# GBACRAFT - Homebrew game for the Game Boy Advance



## Deleted User (Feb 21, 2021)

GBACRAFT is a Homebrew game for the Nintendo Game Boy Advance. 
3DSage programmed this 3D textured polygon block building game on the GBA. 
He made everything himself and in his own style with some unique features.
This is NOT an official port from the manufacturer of the original Minecraft.
Download link: https://www.gbadev.org/demos.php?show...​


----------



## CMDreamer (Feb 21, 2021)

This... looks... awesome!!!

Do you plan to show us how did you achieve it? Would really love to learn about it!

Thanks a lot for sharing!


----------



## CarlinPlayz (Nov 20, 2021)

i cant get the game you have to use winzip to get it but that cost money to use


----------



## FAST6191 (Nov 20, 2021)

https://www.gbadev.org/demos.php?showinfo=1527 to save the youtube redirect.

There are many other programs than winzip that can be used to extract zip files.

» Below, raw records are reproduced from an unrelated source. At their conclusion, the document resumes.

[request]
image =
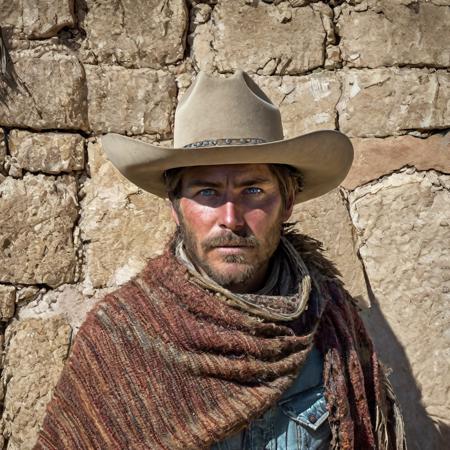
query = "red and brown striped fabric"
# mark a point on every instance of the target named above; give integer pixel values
(163, 364)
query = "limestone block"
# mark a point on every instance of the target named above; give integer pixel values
(383, 102)
(121, 225)
(413, 33)
(133, 33)
(132, 101)
(239, 35)
(377, 157)
(47, 152)
(2, 150)
(306, 103)
(327, 219)
(50, 92)
(37, 217)
(7, 302)
(67, 301)
(35, 354)
(404, 227)
(37, 19)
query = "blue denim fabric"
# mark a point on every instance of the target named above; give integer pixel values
(297, 422)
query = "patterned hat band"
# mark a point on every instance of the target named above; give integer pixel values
(225, 141)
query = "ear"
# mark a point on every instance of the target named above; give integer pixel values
(174, 214)
(289, 207)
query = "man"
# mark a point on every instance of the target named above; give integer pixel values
(240, 336)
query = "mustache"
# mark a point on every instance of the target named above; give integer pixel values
(230, 239)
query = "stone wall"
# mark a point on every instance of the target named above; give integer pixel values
(72, 229)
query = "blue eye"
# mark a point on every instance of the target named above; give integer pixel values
(253, 190)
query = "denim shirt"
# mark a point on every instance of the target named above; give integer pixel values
(298, 421)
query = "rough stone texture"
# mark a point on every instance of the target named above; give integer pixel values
(326, 219)
(383, 102)
(66, 301)
(404, 227)
(36, 19)
(377, 157)
(229, 40)
(7, 302)
(49, 92)
(47, 152)
(2, 150)
(36, 350)
(121, 225)
(37, 217)
(400, 33)
(133, 33)
(306, 103)
(131, 101)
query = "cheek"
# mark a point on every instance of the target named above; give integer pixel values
(197, 218)
(263, 220)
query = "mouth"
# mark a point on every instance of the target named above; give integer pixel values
(232, 249)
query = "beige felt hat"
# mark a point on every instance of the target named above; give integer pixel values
(231, 121)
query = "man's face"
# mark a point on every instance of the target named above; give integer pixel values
(230, 217)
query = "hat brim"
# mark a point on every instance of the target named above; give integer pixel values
(322, 157)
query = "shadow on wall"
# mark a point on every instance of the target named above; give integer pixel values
(422, 432)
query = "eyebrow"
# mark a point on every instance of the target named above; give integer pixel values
(198, 182)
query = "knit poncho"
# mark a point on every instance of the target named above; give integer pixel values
(162, 363)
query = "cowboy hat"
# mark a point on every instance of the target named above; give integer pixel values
(231, 121)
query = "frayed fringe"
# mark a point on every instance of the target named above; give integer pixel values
(397, 426)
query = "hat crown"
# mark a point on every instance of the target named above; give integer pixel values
(225, 108)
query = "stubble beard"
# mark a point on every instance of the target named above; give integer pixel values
(245, 269)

Windows since about Windows XP has had basic abilities here, personally I like 7zip instead
https://www.7-zip.org/
It is free and open source, used by loads and loads of people.
If you would rather not install it on Windows then there is a portable/standalone version https://portableapps.com/apps/utilities/7-zip_portable
Most Linux builds will have some form of archive handling program as well.


----------